Forty-four states, as well as the District of Columbia and Puerto Rico, took actions related to grid modernization in the second quarter of the year, with the greatest number of actions relating to energy storage deployment, data access policies, distribution system planning, utility business model reforms, and integrated resource planning, according to a new report from the N.C. Clean Energy Technology Center (NCCETC).
NCCETC, part of the College of Engineering at North Carolina State University, recently released its Q2 2019 edition of The 50 States of Grid Modernization, a quarterly series that provides insights on state regulatory and legislative discussions and actions on grid modernization, utility business model and rate reforms, energy storage, microgrids, and demand response.
According to the report, a total of 433 grid modernization actions were taken during Q2 2019, representing a 43% increase over Q2 2018 (302 actions) and a 139% increase over Q2 2017 (181 actions). New York, California and Massachusetts took the greatest number of actions during the quarter, followed by Minnesota, New Jersey, North Carolina and New Hampshire.
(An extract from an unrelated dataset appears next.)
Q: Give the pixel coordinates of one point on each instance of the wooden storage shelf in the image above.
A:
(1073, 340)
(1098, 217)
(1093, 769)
The states that took no actions during the quarter were Alaska, Wyoming, North Dakota, Oklahoma, Kentucky and West Virginia.
The report discusses three trends in grid modernization actions taken in Q2 2019: (1) states developing criteria for evaluating non-wires alternatives, (2) policymakers and regulators considering renewable portfolio standards, and (3) states analyzing the costs and benefits of battery storage.
“Grid modernization activity continues to increase across the country, with states giving particular attention to grid planning processes,” says Autumn Proudlove, lead author of the report and senior manager of policy research at NCCETC. “States are revising integrated resource planning rules, developing distribution system planning requirements and exploring criteria for evaluating non-wires alternatives.”
The report notes the top five policy developments of the quarter when it came to grid modernization:
- Minnesota lawmakers enacted an expansive energy storage bill;
- The Ohio Supreme Court struck down First Energy’s grid modernization rider;
- Working groups filed their final recommendations in D.C.’s grid modernization proceeding;
- Nevada legislators passeda bill authorizing utility business model reforms; and
- The Puerto Rico Electric Power Authority proposed minigrids and energy storage deployment in its final integrated resource plan.
“Grid modernization is being increasingly incorporated into state renewable and clean energy requirements,” notes David Sarkisian, senior policy analyst at NCCETC. “As states and utilities deepen their decarbonization goals, policies are moving beyond simply promoting renewable generation to supporting a broader group of technologies and practices that can help transform the electricity system.”